A comediante Megan Stalter, conhecida por seus esquetes de personagens absurdos nas redes sociais, decidiu compartilhar um vídeo diferente na noite de sábado. Motivada pela morte de Alex Pretti, um enfermeiro vítima de disparos de um agente de imigração federal, Stalter gravou uma mensagem pedindo aos cristãos que se manifestassem contra as operações da ICE em Minneapolis.
"Precisamos abolir a ICE", declarou Stalter no vídeo. "Eu realmente, realmente acredito que é exatamente isso que Jesus faria."
O vídeo teve mais de 12.000 compartilhamentos no Instagram, mas não chegou a ser postado no TikTok. Em uma atualização, Stalter revelou que tentou várias vezes fazer o upload do vídeo na plataforma, mas sem sucesso, optando por excluir sua conta, acreditando que seu conteúdo estava sendo censurado por abordar a ICE. A CNN tentou contatar Stalter para obter mais comentários.
Usuários do TikTok relataram experiências semelhantes, sugerindo uma possível conexão entre a censura e suas tentativas de compartilhar vídeos sobre a ICE. O senador democrata Chris Murphy, de Connecticut, também se manifestou sobre o assunto, afirmando que a suposta censura no TikTok é uma das principais ameaças à democracia atualmente.
Em resposta, o TikTok alegou que problemas técnicos na plataforma foram causados por uma queda de energia em um centro de dados dos EUA, resultando em atrasos no upload de vídeos. Um porta-voz da empresa afirmou que as dificuldades não estavam relacionadas aos eventos da semana anterior.
Na manhã de terça-feira, o TikTok informou que havia feito "avanços significativos" na restauração dos serviços para usuários nos EUA, embora ainda pudesse haver problemas com uploads.
Recentemente, uma joint venture de propriedade majoritariamente americana assumiu os ativos do TikTok nos EUA, como parte de um acordo promovido pela administração Trump, que exigia a mudança da propriedade chinesa do aplicativo. Entre os novos investidores está a Oracle, cujos laços com Trump levantam preocupações sobre a privacidade dos dados dos usuários e a moderação de conteúdo.
As preocupações sobre censura estão crescendo entre os usuários do TikTok.
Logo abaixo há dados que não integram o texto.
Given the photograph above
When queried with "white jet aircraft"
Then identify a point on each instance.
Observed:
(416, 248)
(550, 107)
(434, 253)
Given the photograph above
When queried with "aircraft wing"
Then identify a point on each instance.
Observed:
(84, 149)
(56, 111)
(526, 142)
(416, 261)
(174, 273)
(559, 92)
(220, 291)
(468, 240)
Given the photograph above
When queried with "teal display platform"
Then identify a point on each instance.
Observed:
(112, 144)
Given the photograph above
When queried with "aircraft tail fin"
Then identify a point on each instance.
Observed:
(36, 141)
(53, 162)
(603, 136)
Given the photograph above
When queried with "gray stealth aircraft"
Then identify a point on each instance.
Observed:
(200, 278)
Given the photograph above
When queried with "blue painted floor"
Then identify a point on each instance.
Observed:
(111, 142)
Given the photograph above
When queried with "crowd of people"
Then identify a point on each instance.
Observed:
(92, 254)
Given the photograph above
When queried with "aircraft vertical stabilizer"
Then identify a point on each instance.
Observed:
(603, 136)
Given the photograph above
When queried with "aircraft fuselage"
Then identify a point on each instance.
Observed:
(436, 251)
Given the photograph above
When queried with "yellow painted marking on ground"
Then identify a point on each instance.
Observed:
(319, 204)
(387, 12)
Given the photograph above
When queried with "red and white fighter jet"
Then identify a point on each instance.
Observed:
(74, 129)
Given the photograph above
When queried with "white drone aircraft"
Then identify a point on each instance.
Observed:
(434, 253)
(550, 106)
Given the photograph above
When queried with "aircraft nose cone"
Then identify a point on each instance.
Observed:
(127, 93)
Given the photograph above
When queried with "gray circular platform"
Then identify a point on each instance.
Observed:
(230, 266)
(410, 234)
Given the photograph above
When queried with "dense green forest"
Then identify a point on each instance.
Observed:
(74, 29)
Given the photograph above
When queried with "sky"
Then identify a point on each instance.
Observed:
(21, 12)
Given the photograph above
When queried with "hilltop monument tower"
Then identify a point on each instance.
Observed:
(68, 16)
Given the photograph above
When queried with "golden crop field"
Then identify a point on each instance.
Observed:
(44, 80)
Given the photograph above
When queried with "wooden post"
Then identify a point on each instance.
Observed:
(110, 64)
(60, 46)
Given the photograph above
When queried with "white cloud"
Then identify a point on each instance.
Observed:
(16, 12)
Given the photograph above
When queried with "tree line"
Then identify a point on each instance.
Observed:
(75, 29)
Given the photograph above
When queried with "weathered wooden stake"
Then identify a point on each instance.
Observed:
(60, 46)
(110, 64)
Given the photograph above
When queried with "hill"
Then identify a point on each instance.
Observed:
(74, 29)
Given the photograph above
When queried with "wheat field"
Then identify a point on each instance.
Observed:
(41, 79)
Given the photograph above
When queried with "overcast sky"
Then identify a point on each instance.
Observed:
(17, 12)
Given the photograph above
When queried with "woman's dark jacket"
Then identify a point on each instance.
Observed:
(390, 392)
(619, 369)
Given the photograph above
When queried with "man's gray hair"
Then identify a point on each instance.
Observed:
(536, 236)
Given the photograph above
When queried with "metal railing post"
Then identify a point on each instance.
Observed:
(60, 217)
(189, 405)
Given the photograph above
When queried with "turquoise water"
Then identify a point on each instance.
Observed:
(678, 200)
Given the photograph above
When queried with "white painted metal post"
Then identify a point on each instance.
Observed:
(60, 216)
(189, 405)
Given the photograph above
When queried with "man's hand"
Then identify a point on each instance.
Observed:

Casey Fiesler, professora associada de ética em tecnologia, comentou que a desconfiança em relação às plataformas de mídia social é alta, especialmente com a nova administração do TikTok. "Não há muita confiança na liderança das plataformas de mídia social em geral", declarou Fiesler à CNN.
Fiesler postou vídeos para desmentir rumores sobre mudanças nas diretrizes do TikTok, mas notou que um de seus vídeos ainda estava "sob revisão". "Mesmo que isso não seja censura intencional, isso importa? Em termos de percepção e confiança, talvez", afirmou.
Jen Hamilton, enfermeira e autora com mais de 4,5 milhões de seguidores no TikTok, também expressou suas preocupações. No dia em que houve a transição de controle, um vídeo sobre um menino de 5 anos, Liam Conejo Ramos, não conseguiu ser carregado. "É irônico que no primeiro dia dessa mudança, eu não conseguisse postar algo sobre a ICE e ele não fosse visível ao público", disse Hamilton.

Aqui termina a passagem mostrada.